Il résulte de ces dispositions que le préfet n’est tenu de saisir la commission du titre de séjour que du cas des seuls étrangers qui remplissent effectivement les conditions prévues pour la délivrance des titres de séjour qu’elles visent auxquels il envisage de refuser la délivrance d’un titre de séjour.
Ainsi qu’il l’a été dit au point 7, M. B… ne remplit pas les conditions prévues pour la délivrance d’un titre de séjour sur le fondement de l’article L. 423-7 du code de l’entrée et du séjour des étrangers et du droit d’asile. Par suite, le moyen tiré du défaut de saisine de la commission du titre de séjour ne peut qu’être écarté.
Il résulte de ce qui précède que la requête présentée par M. B… doit être rejetée en toutes ses conclusions.
D E C I D E :
Article 1er : La requête de M. B… est rejetée.

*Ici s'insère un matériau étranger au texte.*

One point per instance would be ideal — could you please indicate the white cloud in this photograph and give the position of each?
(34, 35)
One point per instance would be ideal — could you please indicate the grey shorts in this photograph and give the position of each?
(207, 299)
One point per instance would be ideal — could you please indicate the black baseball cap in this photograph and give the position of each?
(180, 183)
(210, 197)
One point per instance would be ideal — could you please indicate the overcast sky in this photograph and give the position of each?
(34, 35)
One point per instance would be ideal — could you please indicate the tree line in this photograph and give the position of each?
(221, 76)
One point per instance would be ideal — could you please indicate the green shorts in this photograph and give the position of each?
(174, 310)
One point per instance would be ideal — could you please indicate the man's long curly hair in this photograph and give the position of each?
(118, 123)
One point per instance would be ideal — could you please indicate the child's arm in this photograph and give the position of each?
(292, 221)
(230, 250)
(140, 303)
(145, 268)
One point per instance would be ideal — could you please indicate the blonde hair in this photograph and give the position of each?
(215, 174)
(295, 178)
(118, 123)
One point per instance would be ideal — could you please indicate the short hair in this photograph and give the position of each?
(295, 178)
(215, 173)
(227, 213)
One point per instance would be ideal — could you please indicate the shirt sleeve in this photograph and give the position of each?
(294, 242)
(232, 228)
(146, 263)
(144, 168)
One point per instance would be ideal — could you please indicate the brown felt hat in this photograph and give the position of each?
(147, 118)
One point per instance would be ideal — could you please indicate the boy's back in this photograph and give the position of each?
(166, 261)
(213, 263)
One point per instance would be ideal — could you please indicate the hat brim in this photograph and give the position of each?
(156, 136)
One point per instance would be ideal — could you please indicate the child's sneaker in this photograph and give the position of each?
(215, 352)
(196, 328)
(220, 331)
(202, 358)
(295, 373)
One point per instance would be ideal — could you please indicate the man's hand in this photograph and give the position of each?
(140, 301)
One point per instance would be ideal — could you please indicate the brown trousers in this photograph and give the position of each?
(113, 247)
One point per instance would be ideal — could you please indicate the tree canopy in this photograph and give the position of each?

Article 2 : Le présent jugement sera notifié à M. A… B… et au préfet du Val d’Oise.
Copie en sera adressée au ministre de l’intérieur.
Délibéré après l’audience du 9 janvier 2026, à laquelle siégeaient :
Mme Edert, présidente,
Mme Beauvironnet, conseillère,
M. Sorin, conseiller.
Rendu public par mise à disposition au greffe le 28 janvier 2026.
La rapporteure,
signé
E. Beauvironnet
La présidente,
signé
S. Edert
La greffière,
signé
S. Le Gueux
La République mande et ordonne au préfet du Val-d’Oise en ce qui le concerne ou à tous commissaires de justice à ce requis en ce qui concerne les voies de droit commun, contre les parties privées, de pourvoir à l’exécution de la présente décision.